Student Instructions for the Purification of Genomic DNA from Escherichia coli

The purification of DNA is an important laboratory technique in a modern biochemistry

laboratory. The purified DNA (either genomic or plasmid) is used in several applications. For example,

one may wish to conduct biophysical experiments with the DNA (e.g., thermal denaturation studies), or

one may wish to use the DNA in cloning, PCR, or other biotechnological experiments. In this

laboratory investigation, you will purify genomic DNA from E. coli and ultimately use this purified

genomic DNA as a template in a subsequent PCR. (The present instructions will be limited to the

purification of genomic DNA, however.)

To purify genomic DNA you need to have a source (yours is E. coli), a means to lyse the cells,

and a strategy to (i) protect the genomic DNA from degradation, (ii) minimize shearing of the genomic

DNA, and (iii) separate the genomic DNA from other contaminating biomolecules in the bacterial cells.

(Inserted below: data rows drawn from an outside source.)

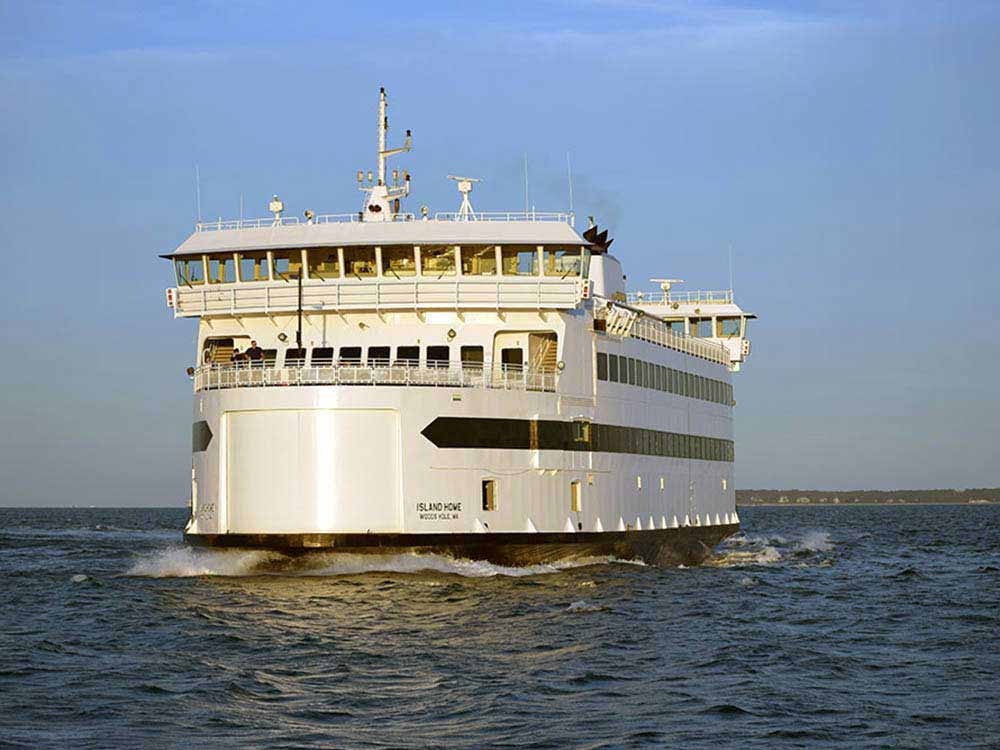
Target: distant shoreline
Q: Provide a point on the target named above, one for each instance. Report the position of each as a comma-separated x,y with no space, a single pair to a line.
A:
841,504
951,496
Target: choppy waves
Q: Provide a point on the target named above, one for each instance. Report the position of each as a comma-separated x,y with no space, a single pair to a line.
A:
770,549
847,627
186,562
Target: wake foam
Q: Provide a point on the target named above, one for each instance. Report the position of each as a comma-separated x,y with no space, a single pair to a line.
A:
185,562
815,541
768,549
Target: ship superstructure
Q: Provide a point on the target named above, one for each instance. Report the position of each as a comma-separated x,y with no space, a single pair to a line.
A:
473,383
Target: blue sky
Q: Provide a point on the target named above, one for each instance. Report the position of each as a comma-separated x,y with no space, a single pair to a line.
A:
847,152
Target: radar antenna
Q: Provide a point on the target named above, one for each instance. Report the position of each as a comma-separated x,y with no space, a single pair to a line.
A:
381,200
465,212
665,285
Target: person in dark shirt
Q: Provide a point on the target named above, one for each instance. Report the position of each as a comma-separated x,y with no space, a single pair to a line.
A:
255,354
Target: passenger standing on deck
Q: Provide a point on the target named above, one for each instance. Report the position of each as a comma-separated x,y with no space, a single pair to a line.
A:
255,354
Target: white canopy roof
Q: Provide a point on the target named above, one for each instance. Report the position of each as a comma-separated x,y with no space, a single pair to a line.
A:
343,234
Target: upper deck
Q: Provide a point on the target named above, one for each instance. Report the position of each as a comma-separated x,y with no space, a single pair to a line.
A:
513,261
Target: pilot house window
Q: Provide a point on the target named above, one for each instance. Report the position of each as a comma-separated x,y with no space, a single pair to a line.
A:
287,264
519,261
728,327
359,262
479,261
190,271
221,269
398,262
324,263
438,260
253,266
562,263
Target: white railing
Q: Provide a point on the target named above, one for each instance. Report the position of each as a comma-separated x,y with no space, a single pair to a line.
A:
658,332
566,218
719,297
285,221
254,375
418,293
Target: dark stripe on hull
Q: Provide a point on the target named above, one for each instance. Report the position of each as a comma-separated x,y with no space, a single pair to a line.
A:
689,545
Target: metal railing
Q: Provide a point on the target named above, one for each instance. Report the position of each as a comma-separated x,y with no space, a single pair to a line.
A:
566,218
715,297
411,293
286,221
658,332
468,375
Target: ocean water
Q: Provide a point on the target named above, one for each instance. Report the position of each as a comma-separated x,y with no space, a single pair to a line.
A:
815,627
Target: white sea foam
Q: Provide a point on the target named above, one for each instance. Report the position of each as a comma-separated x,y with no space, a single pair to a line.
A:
348,564
765,556
185,562
816,541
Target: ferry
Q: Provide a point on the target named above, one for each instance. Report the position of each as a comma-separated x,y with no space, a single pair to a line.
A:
474,384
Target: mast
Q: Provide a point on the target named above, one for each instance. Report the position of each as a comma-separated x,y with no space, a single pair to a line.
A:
383,126
382,200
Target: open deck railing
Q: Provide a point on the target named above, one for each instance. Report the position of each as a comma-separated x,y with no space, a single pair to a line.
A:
258,375
658,332
566,218
715,297
221,224
409,293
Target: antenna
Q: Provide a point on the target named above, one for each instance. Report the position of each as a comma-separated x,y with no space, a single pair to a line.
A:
197,190
665,285
465,212
383,127
381,200
525,183
569,175
732,273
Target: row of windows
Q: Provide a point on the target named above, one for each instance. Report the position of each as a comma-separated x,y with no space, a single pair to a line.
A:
222,352
579,435
617,439
395,262
618,369
491,492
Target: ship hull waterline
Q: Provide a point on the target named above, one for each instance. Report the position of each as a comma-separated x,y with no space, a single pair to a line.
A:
688,545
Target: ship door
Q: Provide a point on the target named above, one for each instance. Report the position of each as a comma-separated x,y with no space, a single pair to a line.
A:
542,351
508,353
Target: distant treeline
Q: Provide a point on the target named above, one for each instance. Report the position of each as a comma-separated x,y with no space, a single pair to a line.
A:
862,497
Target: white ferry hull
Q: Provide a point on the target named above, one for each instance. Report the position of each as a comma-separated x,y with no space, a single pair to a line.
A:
662,547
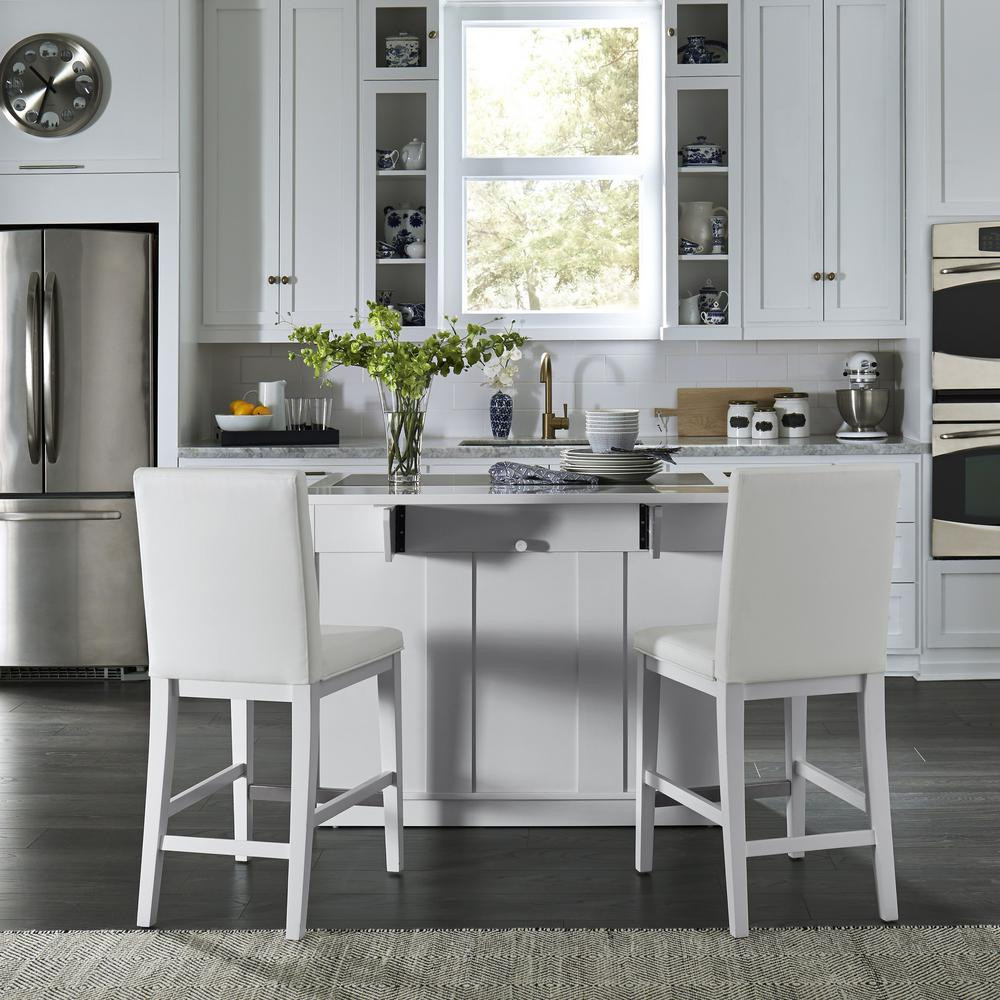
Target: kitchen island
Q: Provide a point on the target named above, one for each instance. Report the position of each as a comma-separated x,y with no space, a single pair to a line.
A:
517,609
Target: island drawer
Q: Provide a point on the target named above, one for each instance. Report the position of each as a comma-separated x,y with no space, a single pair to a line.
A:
522,528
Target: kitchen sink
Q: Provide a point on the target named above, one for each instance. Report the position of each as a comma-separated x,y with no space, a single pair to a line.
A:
521,442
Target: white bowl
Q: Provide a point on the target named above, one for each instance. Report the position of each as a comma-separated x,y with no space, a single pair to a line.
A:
250,422
602,443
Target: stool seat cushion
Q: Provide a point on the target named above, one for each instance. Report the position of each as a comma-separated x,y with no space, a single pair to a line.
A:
689,646
348,646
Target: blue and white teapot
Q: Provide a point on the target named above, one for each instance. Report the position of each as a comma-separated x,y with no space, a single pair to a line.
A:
404,225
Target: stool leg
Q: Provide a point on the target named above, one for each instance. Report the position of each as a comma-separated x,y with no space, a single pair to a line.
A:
241,712
647,727
305,781
160,771
871,727
390,726
732,789
795,749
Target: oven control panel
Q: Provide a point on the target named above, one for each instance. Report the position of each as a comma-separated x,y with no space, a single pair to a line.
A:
989,239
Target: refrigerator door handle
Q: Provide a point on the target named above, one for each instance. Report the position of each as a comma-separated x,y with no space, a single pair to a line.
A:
32,370
61,515
50,368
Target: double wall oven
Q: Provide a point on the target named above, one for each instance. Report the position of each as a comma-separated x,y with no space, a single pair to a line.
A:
965,368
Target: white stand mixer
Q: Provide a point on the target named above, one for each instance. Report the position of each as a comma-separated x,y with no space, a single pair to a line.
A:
863,405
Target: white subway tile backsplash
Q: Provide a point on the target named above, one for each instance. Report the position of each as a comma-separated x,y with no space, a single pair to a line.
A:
588,374
758,367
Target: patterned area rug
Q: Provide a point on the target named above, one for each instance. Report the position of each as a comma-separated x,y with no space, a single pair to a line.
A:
915,963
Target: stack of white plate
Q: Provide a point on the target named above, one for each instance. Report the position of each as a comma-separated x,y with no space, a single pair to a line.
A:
623,467
609,430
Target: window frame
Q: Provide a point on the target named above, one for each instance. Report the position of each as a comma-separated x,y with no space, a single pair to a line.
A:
646,167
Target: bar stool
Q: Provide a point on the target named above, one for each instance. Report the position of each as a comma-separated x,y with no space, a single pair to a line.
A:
203,537
804,600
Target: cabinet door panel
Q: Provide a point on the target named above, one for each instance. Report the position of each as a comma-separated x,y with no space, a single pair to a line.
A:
241,162
319,161
863,162
783,131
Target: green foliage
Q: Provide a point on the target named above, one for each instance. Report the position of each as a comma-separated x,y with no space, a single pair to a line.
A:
404,367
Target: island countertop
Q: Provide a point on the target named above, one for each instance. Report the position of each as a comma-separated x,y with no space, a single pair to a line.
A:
476,490
355,449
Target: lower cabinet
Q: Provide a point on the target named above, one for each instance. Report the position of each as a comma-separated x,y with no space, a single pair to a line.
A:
963,598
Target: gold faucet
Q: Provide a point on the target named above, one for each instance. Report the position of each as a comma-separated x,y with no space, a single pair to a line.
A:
550,422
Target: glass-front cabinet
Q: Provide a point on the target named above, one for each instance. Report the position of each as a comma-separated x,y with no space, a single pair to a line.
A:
702,223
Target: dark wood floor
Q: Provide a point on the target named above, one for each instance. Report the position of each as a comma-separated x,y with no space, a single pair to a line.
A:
72,771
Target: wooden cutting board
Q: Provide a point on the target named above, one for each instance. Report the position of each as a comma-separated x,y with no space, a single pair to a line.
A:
702,412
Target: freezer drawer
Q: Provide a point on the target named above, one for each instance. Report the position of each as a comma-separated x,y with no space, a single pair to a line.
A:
70,587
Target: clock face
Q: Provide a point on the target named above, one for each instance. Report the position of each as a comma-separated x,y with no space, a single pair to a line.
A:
51,85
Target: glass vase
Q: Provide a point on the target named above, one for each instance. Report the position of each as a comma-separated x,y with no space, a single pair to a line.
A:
404,430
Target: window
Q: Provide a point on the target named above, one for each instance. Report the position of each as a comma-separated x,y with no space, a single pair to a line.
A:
552,167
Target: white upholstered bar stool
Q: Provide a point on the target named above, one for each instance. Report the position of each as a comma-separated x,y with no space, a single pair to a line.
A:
229,581
822,541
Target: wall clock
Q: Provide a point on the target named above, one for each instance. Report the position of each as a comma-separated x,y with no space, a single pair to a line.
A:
51,85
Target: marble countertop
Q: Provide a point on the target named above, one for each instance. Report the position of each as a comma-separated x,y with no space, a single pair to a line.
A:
476,490
355,449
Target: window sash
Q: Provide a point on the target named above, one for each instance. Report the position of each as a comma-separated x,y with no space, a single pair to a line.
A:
645,168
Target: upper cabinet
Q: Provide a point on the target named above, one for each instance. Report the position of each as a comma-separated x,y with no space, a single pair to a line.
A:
823,174
399,40
961,42
280,142
702,38
134,45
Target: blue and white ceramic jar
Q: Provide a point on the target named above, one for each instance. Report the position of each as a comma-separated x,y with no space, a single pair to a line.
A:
404,225
501,414
402,51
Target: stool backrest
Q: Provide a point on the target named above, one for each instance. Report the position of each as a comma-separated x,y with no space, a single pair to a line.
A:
228,574
806,571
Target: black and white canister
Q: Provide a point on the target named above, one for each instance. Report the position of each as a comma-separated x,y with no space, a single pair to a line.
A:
764,424
738,418
793,414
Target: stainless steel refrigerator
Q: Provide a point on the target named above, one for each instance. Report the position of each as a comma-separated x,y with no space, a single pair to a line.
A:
76,419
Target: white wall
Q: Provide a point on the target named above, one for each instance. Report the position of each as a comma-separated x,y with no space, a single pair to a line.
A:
586,374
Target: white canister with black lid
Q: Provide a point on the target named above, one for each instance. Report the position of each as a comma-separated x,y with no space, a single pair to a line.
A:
738,418
764,424
793,414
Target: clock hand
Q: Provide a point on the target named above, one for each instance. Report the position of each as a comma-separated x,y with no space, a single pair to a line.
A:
48,83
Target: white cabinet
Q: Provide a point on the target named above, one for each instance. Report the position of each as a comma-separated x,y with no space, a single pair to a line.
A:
823,175
961,42
280,226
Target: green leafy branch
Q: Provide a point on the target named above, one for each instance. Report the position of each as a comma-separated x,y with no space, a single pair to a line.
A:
405,367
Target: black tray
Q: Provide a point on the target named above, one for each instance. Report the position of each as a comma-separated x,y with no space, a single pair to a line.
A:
276,439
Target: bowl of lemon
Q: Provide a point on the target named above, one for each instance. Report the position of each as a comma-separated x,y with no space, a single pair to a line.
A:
245,416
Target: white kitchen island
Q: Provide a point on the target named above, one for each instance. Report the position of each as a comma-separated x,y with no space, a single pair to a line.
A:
518,611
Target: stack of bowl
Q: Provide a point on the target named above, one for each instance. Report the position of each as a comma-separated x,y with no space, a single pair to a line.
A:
610,430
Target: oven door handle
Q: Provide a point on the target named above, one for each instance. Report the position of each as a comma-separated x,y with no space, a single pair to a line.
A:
958,435
970,268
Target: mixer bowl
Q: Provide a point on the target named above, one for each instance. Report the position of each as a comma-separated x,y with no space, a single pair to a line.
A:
863,409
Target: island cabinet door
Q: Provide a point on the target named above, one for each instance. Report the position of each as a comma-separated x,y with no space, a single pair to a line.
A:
319,157
863,228
783,130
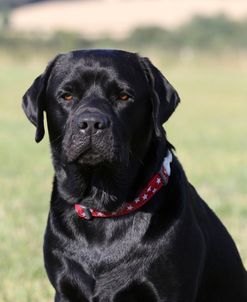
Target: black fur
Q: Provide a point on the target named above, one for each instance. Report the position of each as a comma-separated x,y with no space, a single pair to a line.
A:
104,150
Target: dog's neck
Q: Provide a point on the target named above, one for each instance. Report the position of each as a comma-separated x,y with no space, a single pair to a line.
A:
107,187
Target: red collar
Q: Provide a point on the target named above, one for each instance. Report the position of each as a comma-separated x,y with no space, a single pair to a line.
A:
154,185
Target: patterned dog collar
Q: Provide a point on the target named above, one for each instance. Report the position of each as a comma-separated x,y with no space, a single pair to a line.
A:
154,185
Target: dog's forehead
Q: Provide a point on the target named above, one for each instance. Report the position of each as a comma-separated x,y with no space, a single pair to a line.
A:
114,63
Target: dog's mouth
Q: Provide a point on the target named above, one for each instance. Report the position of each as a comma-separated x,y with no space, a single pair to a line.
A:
88,150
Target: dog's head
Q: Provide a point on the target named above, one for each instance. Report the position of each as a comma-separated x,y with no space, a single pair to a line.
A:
101,105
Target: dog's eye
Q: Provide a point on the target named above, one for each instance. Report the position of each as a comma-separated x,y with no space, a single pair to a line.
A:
67,97
123,97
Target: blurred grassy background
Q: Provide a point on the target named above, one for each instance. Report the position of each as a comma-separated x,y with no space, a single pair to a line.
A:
208,129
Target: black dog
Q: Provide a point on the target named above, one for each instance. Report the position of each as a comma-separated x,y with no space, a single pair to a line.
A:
122,225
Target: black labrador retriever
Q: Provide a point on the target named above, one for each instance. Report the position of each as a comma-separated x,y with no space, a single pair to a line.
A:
124,223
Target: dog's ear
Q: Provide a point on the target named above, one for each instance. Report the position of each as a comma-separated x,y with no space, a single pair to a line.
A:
163,96
33,101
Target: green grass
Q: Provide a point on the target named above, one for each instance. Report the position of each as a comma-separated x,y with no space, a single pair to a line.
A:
208,130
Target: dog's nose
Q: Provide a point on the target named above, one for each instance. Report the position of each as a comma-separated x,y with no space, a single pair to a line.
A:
93,123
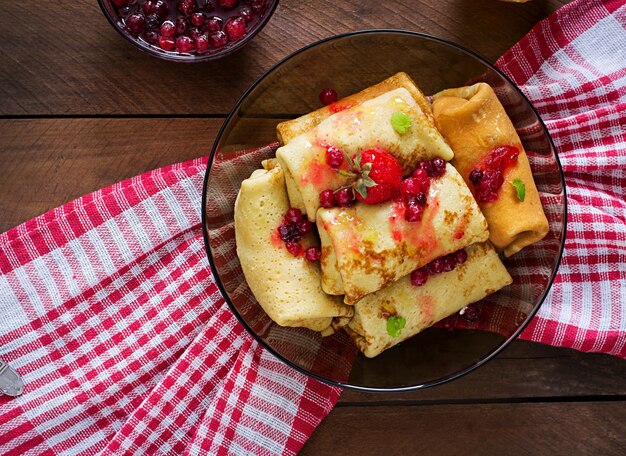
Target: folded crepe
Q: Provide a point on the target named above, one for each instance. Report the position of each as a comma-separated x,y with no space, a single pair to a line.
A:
288,288
365,247
362,126
442,295
474,122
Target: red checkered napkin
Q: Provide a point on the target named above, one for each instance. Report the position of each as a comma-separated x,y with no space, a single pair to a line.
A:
572,66
111,314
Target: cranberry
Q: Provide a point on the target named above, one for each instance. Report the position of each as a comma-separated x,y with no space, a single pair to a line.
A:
304,226
419,277
293,215
413,212
182,24
198,19
420,174
328,96
202,44
227,4
294,248
313,254
218,40
151,37
410,187
475,176
289,233
426,166
184,44
438,166
334,157
153,21
135,23
158,7
470,313
206,5
448,263
258,5
247,14
167,43
345,197
460,256
327,198
235,28
187,7
195,33
214,24
420,198
161,8
438,265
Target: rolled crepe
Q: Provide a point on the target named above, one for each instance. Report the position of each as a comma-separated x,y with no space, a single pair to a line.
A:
365,247
288,288
289,129
442,295
474,122
360,127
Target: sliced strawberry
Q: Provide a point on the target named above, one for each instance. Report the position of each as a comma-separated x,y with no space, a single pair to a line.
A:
380,176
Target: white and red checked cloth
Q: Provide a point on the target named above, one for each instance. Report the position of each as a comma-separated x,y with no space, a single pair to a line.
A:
109,311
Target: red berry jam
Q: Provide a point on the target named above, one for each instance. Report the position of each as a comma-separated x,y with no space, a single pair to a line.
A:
292,228
313,254
328,96
334,157
445,263
488,176
414,189
327,199
196,27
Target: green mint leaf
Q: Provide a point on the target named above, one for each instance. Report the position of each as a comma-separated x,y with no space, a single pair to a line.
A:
400,122
520,187
357,160
361,188
395,323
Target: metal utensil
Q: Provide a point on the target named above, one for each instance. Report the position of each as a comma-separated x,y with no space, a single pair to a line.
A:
11,383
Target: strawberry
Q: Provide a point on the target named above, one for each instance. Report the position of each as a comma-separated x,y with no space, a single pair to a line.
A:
379,176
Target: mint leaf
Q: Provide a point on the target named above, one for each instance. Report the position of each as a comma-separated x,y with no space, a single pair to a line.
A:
520,187
395,323
400,122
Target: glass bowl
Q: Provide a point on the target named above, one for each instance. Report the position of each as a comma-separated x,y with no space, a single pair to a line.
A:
349,63
259,12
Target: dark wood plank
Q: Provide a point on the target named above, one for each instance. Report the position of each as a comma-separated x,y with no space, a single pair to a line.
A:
48,162
524,370
65,58
580,428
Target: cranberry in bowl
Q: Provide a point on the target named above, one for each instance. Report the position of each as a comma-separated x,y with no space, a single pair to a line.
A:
188,30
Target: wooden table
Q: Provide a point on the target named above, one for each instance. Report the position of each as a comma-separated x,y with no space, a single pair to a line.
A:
81,109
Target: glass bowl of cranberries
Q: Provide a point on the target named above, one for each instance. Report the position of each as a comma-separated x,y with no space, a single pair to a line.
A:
188,30
324,73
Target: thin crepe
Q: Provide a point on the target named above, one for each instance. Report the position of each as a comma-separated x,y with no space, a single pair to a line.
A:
474,122
443,294
365,247
363,126
288,288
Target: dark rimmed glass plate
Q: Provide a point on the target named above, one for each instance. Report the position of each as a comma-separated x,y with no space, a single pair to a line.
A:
349,63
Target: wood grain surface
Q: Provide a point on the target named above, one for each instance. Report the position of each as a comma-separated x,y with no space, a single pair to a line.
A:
82,109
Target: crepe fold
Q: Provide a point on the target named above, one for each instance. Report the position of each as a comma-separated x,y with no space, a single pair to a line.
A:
365,247
443,294
288,288
359,127
474,122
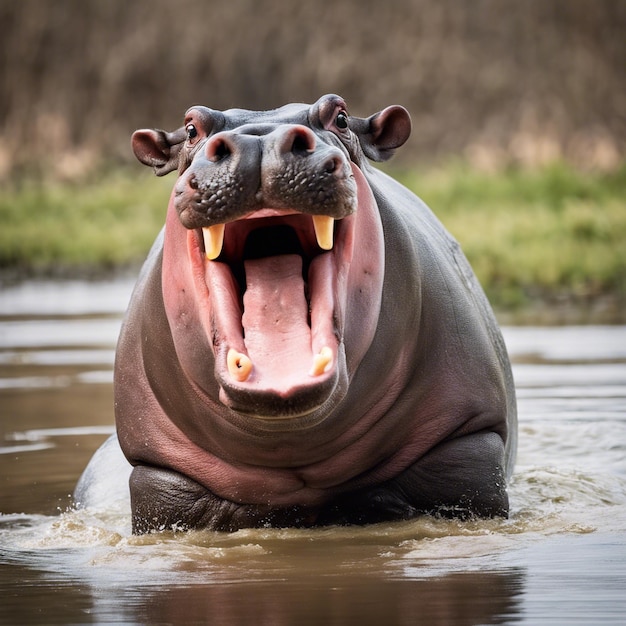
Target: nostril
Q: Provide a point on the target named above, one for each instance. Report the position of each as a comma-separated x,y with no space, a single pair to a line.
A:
332,165
217,149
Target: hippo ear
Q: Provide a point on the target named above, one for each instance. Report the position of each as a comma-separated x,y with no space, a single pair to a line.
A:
383,132
158,148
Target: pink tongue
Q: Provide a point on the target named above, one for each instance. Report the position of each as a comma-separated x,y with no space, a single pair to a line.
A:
275,318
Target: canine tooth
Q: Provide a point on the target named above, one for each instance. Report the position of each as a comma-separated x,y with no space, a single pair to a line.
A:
239,365
324,231
321,361
213,240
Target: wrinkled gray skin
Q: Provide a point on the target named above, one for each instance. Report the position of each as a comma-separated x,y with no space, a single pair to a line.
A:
413,413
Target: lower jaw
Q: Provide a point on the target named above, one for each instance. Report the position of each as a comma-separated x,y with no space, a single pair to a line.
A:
268,393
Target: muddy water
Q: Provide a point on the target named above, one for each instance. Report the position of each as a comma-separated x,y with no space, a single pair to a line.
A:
559,559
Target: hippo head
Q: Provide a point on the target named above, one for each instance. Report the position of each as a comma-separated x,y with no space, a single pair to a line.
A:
273,240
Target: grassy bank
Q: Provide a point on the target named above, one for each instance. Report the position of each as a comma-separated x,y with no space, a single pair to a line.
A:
551,235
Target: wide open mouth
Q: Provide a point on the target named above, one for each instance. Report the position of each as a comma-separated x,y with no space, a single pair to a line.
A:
272,285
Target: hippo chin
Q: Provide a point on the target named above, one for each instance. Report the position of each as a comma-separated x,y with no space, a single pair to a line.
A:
306,345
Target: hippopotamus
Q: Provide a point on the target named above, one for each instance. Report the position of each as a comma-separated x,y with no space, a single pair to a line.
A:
306,345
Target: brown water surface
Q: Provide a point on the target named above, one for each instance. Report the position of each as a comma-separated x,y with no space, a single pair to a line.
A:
559,559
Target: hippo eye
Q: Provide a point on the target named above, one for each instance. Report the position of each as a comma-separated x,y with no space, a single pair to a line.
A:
192,131
341,121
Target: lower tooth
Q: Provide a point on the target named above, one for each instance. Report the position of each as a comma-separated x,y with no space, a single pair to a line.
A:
213,240
321,361
323,226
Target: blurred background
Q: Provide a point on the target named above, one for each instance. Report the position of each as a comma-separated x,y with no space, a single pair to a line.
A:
494,81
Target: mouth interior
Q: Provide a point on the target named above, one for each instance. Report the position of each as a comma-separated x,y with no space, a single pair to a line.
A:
269,241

To lyse the cells, you will be using a combination of a laundry detergent (Tide Free 2X Ultra), which

contains enzymes to help degrade unwanted proteins, polysaccharides, and lipids, and n-butanol, which

has limited solubility in water and thus forms a separate (organic) phase from the aqueous phase. You

also will be using 2-propanol and ethanol to precipitate the genomic DNA, which will mostly have

been freed of contaminating proteins during the step in which n-butanol is used.

The reagents listed in the protocol below have been chosen because their use represents a

greener approach than more traditional methods of purifying genomic DNA, which often involve the

use of chloroform, isoamylalcohol, and phenol. It is important to remember, however, that although n-

butanol, 2-propanol, and ethanol have significantly fewer environmental hazards associated with their

use than do solvents such as chloroform, isoamylalcohol, and phenol, they are still alcohols and thus

they should be used with caution as discussed in the Hazards section below.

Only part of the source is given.